Mathias Enard sait ce qu’il en est de l’Orient. Il y a vécu lors de ses nombreux périples et son héros, le musicologue viennois Franz Ritter, suit ses pas. L’un et l’autre savent ce que la musique occidentale dans sa quasi-totalité, de Mozart à Schönberg, doit à « ce qui vient de l’autre pour modifier le Soi, pour l’abâtardir, car le génie veut la bâtardise ». C’est pourquoi son héros fuit les colloques dit savants pour s’encanailler afin de connaître la richesse de l’altérité.
Dans le bain révélateur de l’Orient, et auprès de son Eurydice, le narrateur traque l’introuvable de la musique et montre comment le non « perçu » nourrit ce que l’oreille est habituée à écouter sans comprendre tout ce que cela « entend ». Du corps-fantôme de musiques foraines, l’auteur crée la réincarnation. Il permet de faire surgir le « négatif » (au sens photographique du terme) que la musique porte en elle et qui ne semble apparaître qu’in abstentia.
L’investigation musicologique se double d’une autre forme d’inaccessibilité : celle de la femme aimée qu’Orphée en Orient accompagne au milieu des bas-fonds comme en des lieux plus éthérés.
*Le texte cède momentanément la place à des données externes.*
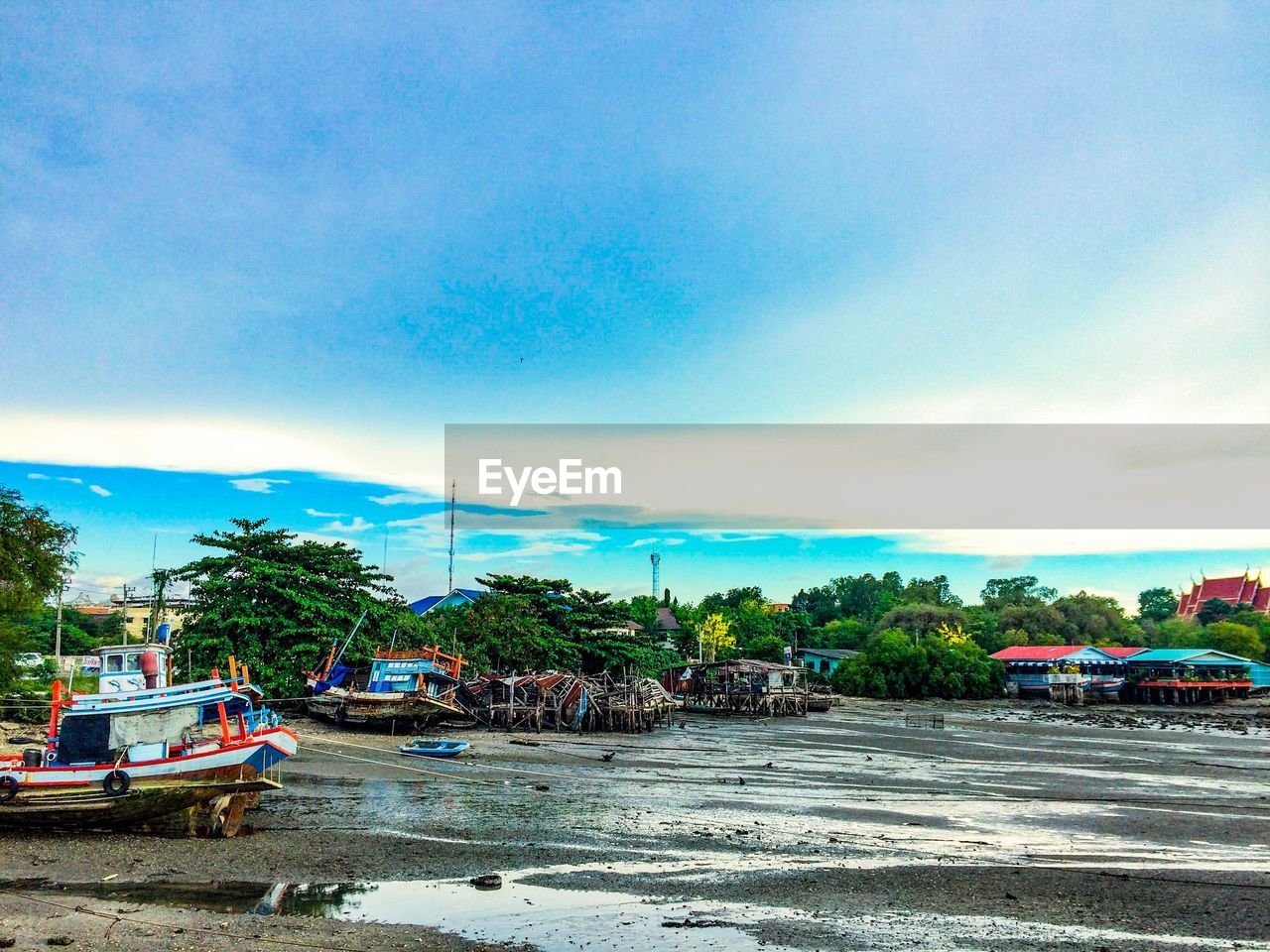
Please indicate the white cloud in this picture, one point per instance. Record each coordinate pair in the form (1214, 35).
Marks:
(402, 499)
(358, 525)
(1072, 542)
(543, 547)
(258, 484)
(225, 444)
(656, 540)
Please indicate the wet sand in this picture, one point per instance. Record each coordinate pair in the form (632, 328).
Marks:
(1015, 826)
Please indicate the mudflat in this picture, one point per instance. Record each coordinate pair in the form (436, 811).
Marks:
(1014, 826)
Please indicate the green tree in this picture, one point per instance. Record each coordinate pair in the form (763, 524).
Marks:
(35, 557)
(1043, 625)
(1015, 590)
(1088, 619)
(1233, 639)
(277, 603)
(922, 619)
(930, 592)
(1176, 633)
(893, 666)
(848, 634)
(1213, 610)
(1157, 604)
(35, 552)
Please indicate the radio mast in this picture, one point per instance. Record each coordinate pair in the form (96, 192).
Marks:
(453, 488)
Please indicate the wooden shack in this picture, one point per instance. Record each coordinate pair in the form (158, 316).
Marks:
(740, 685)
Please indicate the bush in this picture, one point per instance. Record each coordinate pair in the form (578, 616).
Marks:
(893, 666)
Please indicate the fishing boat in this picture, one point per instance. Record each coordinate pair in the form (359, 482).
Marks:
(128, 757)
(408, 685)
(434, 748)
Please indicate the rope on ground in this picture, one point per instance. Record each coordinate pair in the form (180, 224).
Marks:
(116, 918)
(403, 767)
(441, 774)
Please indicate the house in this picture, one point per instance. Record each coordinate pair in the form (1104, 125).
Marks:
(1128, 652)
(1035, 669)
(136, 621)
(458, 598)
(667, 626)
(1238, 589)
(825, 660)
(1194, 667)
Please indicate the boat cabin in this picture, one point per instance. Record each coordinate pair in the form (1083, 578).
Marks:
(427, 670)
(126, 667)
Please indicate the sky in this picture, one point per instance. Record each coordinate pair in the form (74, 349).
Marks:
(291, 241)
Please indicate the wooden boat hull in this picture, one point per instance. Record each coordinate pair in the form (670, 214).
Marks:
(445, 749)
(209, 807)
(240, 761)
(380, 710)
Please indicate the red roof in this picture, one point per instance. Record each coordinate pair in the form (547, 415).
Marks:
(1234, 589)
(1037, 653)
(1121, 652)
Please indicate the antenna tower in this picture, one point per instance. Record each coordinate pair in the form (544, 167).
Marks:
(453, 489)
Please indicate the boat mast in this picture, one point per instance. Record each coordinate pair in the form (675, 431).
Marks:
(453, 486)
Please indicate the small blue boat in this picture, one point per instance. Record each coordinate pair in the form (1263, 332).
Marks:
(434, 748)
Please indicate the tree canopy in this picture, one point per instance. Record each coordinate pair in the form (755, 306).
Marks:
(277, 603)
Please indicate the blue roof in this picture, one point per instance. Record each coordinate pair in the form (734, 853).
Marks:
(1189, 655)
(427, 602)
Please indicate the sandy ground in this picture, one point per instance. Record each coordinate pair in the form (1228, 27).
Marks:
(1015, 826)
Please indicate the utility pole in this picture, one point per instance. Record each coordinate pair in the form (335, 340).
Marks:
(453, 490)
(123, 613)
(58, 630)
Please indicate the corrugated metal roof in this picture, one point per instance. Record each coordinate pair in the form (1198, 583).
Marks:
(1037, 653)
(1189, 655)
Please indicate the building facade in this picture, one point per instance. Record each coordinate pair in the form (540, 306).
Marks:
(1238, 589)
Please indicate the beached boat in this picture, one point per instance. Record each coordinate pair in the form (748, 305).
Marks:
(157, 751)
(434, 748)
(416, 687)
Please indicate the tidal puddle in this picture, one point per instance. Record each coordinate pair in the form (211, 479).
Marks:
(552, 919)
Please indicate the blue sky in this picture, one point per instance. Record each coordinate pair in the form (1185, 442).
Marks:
(294, 240)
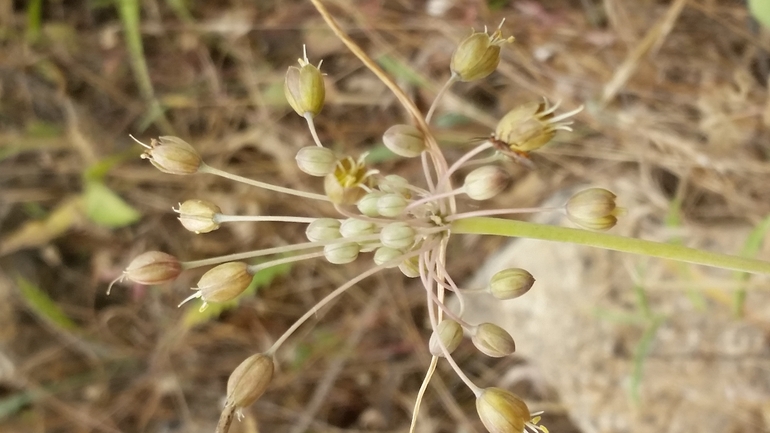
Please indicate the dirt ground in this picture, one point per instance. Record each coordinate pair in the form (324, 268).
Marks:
(676, 122)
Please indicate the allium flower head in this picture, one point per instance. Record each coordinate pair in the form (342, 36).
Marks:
(385, 218)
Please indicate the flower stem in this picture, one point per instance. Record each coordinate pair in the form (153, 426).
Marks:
(503, 227)
(204, 168)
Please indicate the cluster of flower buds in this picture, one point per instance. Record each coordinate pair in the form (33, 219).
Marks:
(401, 225)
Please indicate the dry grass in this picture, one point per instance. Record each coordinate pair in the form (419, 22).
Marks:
(677, 112)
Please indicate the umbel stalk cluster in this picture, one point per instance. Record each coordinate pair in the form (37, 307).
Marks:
(399, 226)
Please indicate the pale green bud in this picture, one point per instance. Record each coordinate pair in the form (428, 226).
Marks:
(404, 140)
(199, 216)
(249, 380)
(410, 267)
(593, 209)
(353, 227)
(493, 340)
(486, 182)
(501, 411)
(340, 254)
(510, 283)
(477, 55)
(385, 254)
(397, 235)
(316, 161)
(304, 88)
(367, 205)
(391, 205)
(450, 333)
(224, 282)
(173, 155)
(323, 229)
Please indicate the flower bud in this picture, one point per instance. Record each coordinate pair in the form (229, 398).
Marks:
(477, 56)
(391, 205)
(316, 161)
(501, 411)
(404, 140)
(249, 380)
(510, 283)
(385, 254)
(304, 88)
(150, 268)
(340, 254)
(397, 235)
(530, 126)
(486, 182)
(353, 227)
(199, 216)
(493, 340)
(593, 209)
(410, 267)
(367, 205)
(173, 155)
(224, 282)
(450, 333)
(345, 185)
(323, 229)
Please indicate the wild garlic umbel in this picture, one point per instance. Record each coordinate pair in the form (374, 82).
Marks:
(402, 227)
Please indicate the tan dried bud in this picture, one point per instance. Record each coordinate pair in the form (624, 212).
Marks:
(223, 283)
(493, 340)
(316, 161)
(150, 268)
(450, 333)
(530, 126)
(510, 283)
(404, 140)
(486, 182)
(172, 155)
(501, 411)
(593, 209)
(304, 88)
(478, 55)
(347, 183)
(249, 380)
(199, 216)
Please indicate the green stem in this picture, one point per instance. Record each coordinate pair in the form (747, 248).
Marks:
(503, 227)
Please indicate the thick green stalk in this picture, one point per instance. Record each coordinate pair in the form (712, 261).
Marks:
(521, 229)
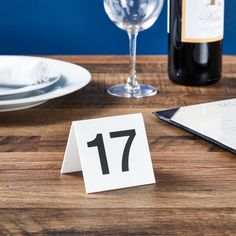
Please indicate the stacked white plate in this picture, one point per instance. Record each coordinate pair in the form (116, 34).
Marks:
(71, 78)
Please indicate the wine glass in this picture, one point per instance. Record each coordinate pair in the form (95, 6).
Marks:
(133, 16)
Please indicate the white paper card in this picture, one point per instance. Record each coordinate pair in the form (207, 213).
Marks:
(112, 152)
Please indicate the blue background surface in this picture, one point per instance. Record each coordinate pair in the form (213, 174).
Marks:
(82, 27)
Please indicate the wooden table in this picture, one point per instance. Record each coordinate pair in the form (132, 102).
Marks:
(196, 189)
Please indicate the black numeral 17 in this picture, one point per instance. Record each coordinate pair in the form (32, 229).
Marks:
(99, 143)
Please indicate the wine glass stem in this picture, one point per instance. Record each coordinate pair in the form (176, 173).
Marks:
(132, 83)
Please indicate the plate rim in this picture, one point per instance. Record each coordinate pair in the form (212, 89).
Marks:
(44, 97)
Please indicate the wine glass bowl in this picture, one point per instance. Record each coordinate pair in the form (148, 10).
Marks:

Néanmoins, ce roman platonique est aussi tout l’inverse : il charrie dans ses pages la littérature d’hier (Flaubert, Chateaubriand) comme les remugles géopolitiques et guerriers de notre époque (destruction de Palmyre). Boussole reste un fantastique voyage non seulement à travers les lieux mais aussi l’histoire dont la plus belle d’entre elles : celle de l’amour.
jean-paul gavard-perret
Mathias Enard, Boussole, Editions Actes Sud, 2015, 384 p. — 21,80 €.